What do you regards as the best practice to filter false positives from all views.
Currently I add all false positives to a search macro like this:
Macro: fps
Expression: ( "user1234" OR "admin123" )
Then I use the " NOT `fps`" string in the search to filter the false positives from the view. Would you regard this as a good idea. I find it quite handy to change the single statement that is included in all searches and panels. A problem I have is that the expression grew pretty big and some of the searches from dashboard panels fail because of an over long URL query.
Would you prefer using "tags" or something else?
I like to use tags for this use case. Tags can be applied to any field, or can be applied to an eventtype for a more complex exclusion.
Can they be applied to the _raw field as well?

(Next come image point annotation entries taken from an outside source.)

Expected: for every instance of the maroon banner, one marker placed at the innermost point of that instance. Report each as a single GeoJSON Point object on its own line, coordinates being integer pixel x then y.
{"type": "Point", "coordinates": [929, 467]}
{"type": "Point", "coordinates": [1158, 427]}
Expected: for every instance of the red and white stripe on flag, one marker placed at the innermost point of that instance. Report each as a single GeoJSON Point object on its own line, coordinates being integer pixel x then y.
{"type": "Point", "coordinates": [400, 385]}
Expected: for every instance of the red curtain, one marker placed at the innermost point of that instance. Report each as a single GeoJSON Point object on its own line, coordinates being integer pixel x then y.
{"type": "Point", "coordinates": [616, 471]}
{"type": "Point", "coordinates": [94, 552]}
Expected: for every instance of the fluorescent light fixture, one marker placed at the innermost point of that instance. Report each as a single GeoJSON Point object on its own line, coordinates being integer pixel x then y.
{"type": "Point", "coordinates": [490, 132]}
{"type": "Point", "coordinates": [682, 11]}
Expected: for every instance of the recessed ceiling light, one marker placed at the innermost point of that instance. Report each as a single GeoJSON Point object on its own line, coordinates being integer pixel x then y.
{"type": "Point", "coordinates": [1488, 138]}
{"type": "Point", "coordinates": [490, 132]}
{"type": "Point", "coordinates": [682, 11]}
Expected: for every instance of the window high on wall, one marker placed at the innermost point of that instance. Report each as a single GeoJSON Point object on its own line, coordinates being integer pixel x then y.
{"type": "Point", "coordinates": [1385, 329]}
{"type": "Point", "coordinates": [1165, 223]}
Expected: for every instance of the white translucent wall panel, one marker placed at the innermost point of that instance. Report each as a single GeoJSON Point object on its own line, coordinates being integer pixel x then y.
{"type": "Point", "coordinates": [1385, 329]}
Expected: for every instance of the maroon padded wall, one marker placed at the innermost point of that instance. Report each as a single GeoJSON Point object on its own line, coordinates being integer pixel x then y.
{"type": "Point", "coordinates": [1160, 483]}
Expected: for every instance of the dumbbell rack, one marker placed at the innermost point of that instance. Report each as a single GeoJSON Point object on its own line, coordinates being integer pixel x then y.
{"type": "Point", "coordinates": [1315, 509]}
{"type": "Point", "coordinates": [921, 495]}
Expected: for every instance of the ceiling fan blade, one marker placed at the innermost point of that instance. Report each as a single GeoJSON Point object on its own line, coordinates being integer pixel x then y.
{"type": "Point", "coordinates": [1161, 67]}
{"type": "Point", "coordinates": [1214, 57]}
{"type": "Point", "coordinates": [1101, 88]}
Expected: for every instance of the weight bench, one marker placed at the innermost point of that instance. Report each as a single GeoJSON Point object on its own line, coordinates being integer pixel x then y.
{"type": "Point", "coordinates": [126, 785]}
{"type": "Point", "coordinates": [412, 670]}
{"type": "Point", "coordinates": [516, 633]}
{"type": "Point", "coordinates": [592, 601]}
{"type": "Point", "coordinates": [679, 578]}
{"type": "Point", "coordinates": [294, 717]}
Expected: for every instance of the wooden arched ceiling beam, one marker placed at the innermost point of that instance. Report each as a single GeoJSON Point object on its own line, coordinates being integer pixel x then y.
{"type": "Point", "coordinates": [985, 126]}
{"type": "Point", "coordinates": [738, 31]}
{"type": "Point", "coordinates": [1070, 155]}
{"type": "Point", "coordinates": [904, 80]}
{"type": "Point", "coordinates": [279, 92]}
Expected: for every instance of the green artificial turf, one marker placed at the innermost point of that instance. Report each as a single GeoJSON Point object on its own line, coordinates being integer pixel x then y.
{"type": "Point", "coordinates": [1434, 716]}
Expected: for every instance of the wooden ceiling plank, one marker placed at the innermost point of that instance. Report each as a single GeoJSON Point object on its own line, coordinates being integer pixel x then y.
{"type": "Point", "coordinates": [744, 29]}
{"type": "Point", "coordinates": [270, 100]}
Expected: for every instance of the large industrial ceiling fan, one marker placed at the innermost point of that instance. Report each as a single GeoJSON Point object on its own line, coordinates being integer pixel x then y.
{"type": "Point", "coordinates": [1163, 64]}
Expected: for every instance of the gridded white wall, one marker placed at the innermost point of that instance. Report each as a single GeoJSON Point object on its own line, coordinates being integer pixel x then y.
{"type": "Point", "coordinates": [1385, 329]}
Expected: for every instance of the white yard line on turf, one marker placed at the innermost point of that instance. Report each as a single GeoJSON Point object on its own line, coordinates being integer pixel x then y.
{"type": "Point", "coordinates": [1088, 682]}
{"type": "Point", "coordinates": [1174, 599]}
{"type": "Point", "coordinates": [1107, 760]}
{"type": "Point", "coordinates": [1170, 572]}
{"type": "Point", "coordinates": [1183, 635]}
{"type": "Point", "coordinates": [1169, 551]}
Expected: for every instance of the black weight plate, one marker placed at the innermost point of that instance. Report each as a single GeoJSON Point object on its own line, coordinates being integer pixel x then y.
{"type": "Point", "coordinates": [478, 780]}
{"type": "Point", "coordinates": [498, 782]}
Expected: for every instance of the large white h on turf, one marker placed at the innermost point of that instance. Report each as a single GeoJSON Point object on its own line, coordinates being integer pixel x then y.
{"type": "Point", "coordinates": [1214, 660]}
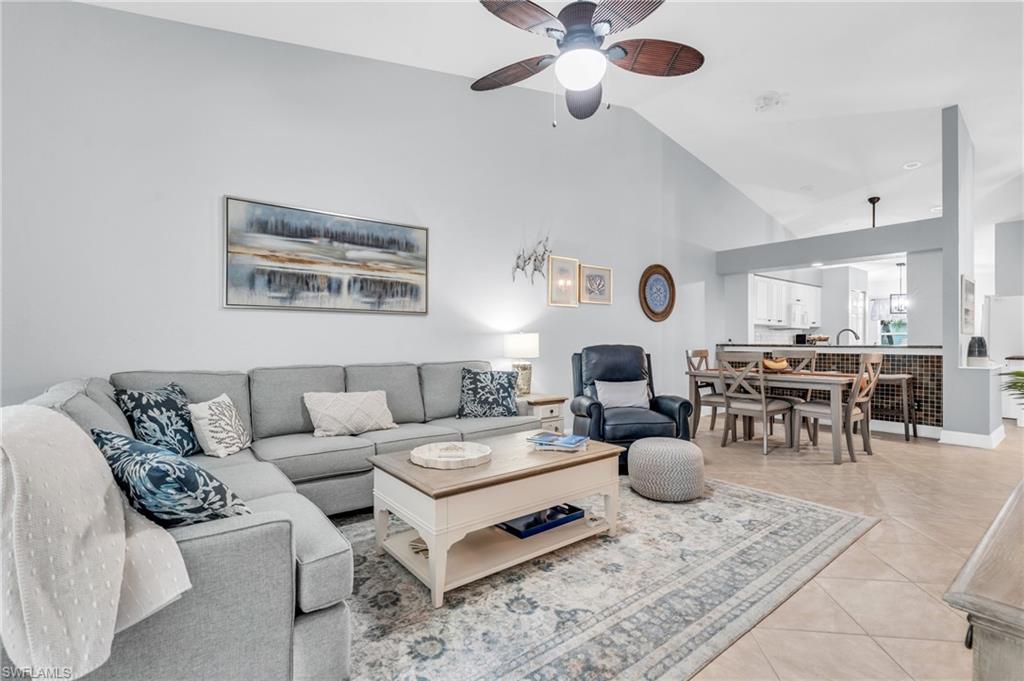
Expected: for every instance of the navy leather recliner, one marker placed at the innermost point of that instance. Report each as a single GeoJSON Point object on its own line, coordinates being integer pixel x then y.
{"type": "Point", "coordinates": [668, 416]}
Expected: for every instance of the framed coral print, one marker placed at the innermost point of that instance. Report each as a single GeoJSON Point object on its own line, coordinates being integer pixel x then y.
{"type": "Point", "coordinates": [595, 285]}
{"type": "Point", "coordinates": [563, 282]}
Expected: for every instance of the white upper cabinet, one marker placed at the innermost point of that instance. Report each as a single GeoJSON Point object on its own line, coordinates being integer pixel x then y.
{"type": "Point", "coordinates": [762, 301]}
{"type": "Point", "coordinates": [785, 304]}
{"type": "Point", "coordinates": [813, 307]}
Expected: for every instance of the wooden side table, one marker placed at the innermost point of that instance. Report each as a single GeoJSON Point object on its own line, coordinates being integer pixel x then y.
{"type": "Point", "coordinates": [549, 408]}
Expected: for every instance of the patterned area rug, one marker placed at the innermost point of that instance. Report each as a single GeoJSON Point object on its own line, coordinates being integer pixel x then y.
{"type": "Point", "coordinates": [677, 586]}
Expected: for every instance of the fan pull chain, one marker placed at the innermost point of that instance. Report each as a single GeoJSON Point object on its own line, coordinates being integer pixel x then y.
{"type": "Point", "coordinates": [554, 100]}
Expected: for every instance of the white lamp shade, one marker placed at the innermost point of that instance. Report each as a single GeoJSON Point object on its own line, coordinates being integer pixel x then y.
{"type": "Point", "coordinates": [581, 69]}
{"type": "Point", "coordinates": [522, 346]}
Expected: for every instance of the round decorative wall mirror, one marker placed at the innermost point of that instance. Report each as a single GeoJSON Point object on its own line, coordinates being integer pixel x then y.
{"type": "Point", "coordinates": [657, 293]}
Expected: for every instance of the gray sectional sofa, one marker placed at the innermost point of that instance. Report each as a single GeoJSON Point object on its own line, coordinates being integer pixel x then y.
{"type": "Point", "coordinates": [269, 590]}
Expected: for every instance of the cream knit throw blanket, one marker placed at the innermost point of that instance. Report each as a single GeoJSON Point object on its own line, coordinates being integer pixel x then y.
{"type": "Point", "coordinates": [78, 563]}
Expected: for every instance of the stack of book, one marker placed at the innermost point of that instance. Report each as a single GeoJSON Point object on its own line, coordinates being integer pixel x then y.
{"type": "Point", "coordinates": [549, 441]}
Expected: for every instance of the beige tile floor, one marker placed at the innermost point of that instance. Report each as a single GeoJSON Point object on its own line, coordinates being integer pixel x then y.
{"type": "Point", "coordinates": [877, 611]}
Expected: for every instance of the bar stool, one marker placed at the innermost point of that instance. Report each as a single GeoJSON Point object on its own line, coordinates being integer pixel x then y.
{"type": "Point", "coordinates": [906, 410]}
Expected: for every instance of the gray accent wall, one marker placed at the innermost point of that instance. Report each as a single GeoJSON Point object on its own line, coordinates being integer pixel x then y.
{"type": "Point", "coordinates": [970, 395]}
{"type": "Point", "coordinates": [122, 134]}
{"type": "Point", "coordinates": [924, 285]}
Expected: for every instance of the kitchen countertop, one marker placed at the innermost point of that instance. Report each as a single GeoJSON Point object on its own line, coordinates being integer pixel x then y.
{"type": "Point", "coordinates": [836, 347]}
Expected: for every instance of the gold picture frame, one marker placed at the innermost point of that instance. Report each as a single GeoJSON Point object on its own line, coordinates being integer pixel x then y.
{"type": "Point", "coordinates": [563, 282]}
{"type": "Point", "coordinates": [595, 285]}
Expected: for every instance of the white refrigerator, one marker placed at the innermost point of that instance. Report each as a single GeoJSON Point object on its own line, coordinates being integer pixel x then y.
{"type": "Point", "coordinates": [1003, 326]}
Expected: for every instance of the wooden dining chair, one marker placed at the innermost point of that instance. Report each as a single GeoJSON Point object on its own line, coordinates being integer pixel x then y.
{"type": "Point", "coordinates": [799, 360]}
{"type": "Point", "coordinates": [697, 360]}
{"type": "Point", "coordinates": [745, 395]}
{"type": "Point", "coordinates": [856, 409]}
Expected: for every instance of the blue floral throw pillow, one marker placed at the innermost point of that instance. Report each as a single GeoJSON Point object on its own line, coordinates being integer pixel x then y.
{"type": "Point", "coordinates": [168, 490]}
{"type": "Point", "coordinates": [487, 393]}
{"type": "Point", "coordinates": [161, 417]}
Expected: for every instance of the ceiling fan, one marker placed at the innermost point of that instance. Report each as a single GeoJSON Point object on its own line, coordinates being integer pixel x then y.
{"type": "Point", "coordinates": [580, 31]}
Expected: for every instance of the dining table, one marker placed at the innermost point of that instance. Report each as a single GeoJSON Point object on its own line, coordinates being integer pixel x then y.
{"type": "Point", "coordinates": [832, 382]}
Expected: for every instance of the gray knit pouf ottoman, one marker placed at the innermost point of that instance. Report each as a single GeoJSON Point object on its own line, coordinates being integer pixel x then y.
{"type": "Point", "coordinates": [667, 469]}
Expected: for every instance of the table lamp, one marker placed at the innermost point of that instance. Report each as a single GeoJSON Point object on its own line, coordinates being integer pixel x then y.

I consider this a problem to be tuned on a per search basis. Generally I try to avoid doing the NOT this NOT that
approach, but we all have to do it at times. I find it generally better to tune each search because there might be a case where something is a false positive for one search but not another search. In addition, as you noted, there becomes a management overhead and possible performance issue with it growing too big.
You could make a saved search of fps
that included all the other eventtypes, tags, macros, or other saved searches you create to mark false positives, but having a single definition used in too many places might bite you in the future.
So, specifically I try to change my searches to be more specific in ways that won't find false positives and don't require negating a bunch of stuff manually. This is easier done with more complex profiling rather than simpler pattern matching searches, of course.